Bagaimana Luna mencoba memberi petanda baru itu? Dengan “menyandingkan” Calon
Arang-nya Suzanna itu dengan tokoh ibu dalam (Gladi Resik) pertunjukan Luna.
Akan tetapi, seberapa berhasil?
Yang
terjadi adalah Luna terbata-bata dalam menata dan meletakkan Calon Arang (baca:
perempuan janda, penyihir kejam) di antara kisah dan kehadiran tokoh ibu (baca:
perempuan janda yang mandiri dan kuat). Mengapa Luna tidak bisa leluasa dalam
memainkan penanda Calon Arang ini? Bisa jadi memang penanda Calon Arang ini enggak Luna banget.

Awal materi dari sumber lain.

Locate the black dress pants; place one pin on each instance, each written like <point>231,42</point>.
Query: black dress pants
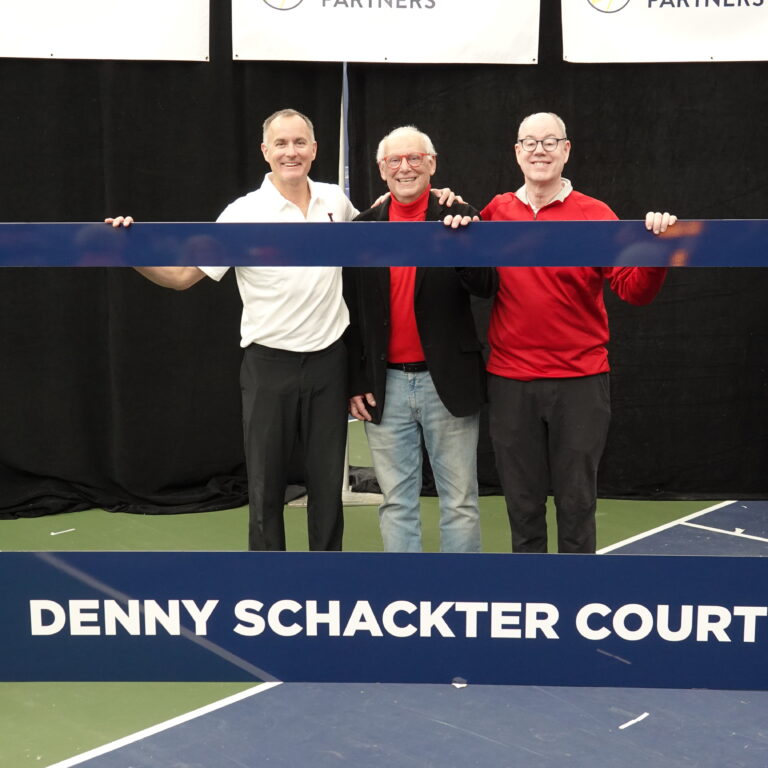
<point>550,433</point>
<point>290,396</point>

Penanda Calon Arang tidak berhasil terintegrasi di dalam
keseluruhan wacana yang Luna bawa, mulai dari prosesnya hingga Gladi Resiknya
yang saya lihat itu, (dan mungkin juga pada Hari H pementasan?). Walaupun
demikian, ada satu upaya Luna yang saya kira berhasil berkaitan dengan Calon
Arang ini, yaitu bahwa Luna berhasil “membunuh”-nya. Upaya itu ada pada adegan
tokoh ibu mematikan televisi yang sedang menampilkan adegan film Ratu Sakti Calon Arang. Dengan mematikan
tayangan film Calon Arang itu seakan-akan Luna ingin berkata bahwa “janda yang
kejam dan melulu negatif itu” sudah mati, digantikan dengan “janda baik hati
yang mencintai keluarganya, ‘rumah’-nya”. Tokoh ibu itu seakan-akan hendak
membungkam mulut Liyan, yang bersuara dengan sangat lantang juga melalui media
(televisi). Tokoh ibu itu menolak untuk dibahasakan oleh Liyan, sehingga dia
bisa membahasakan dirinya sendiri, bahwa dia adalah perempuan, janda, cerai,
dan memilih bersatu dengan anak-anaknya, keluarganya, ‘rumah’-nya.
|
Salah satu adegan di dalam Gladi Resik Di Dalam Rumah 3 |
Empat
Wacana
Selain
bermain dengan konsep mitos Roland Barthes, Luna Kharisma bercerita kepada saya
bahwa dia juga bermain dengan Teori Empat Wacana Psikoanalisa Lacanian. Maka,
dengan teori itu pulalah saya melihat dan membahas (Gladi Resik) pertunjukan Di Dalam Rumah 3 itu. Ada empat wacana dalam teori itu: (1) Wacana
Tuan, (2) Wacana Histeria, (3) Wacana Analisa, dan (4) Wacana Universitas. Di
dalam tulisan singkat ini saya tidak akan membahas diagram-diagramnya secara
detail.
Yang
jelas, di dalam (Gladi Resik) Di Dalam
Rumah 3 itu saya melihat dialektika keempat wacana tersebut dimainkan oleh
Luna. Sebenarnya, tentu saja, Di Dalam
Rumah 3 itu hadir untuk memaknai ulang tentang perkawinan, keluarga, hingga
akhirnya memaknai ulang tentang janda. Maka, diharapkan bahwa Luna berhasil
menghadirkan Wacana Analisa juga bahkan Wacana Universitas. Sejauh apa Luna
berhasil bermain dengan Empat Wacana ini?
Wacana
Tuan adalah wacana yang pertama. Wacana ini hadir pertama kali untuk
mengkastrasi individu menjadi subjek. Wacana Tuan ini tidak lain adalah Nama
Sang Bapa, bisa berupa hukum, adat istiadat, sistem sosial, masyarakat, juga
agama. Dengan pengertian tersebut, kita bisa melihat bahwa Wacana Tuan banyak terserak
pada (Gladi Resik) pertunjukan Luna itu. Wacana Tuan itu ada pada suara lelaki
(Liyan Besar) yang bertanya dan mendebat kepada karakter ibu. Secara teknis,
suara di mana penuturnya tidak hadir itu disebut V.O., atau “Sound of God”.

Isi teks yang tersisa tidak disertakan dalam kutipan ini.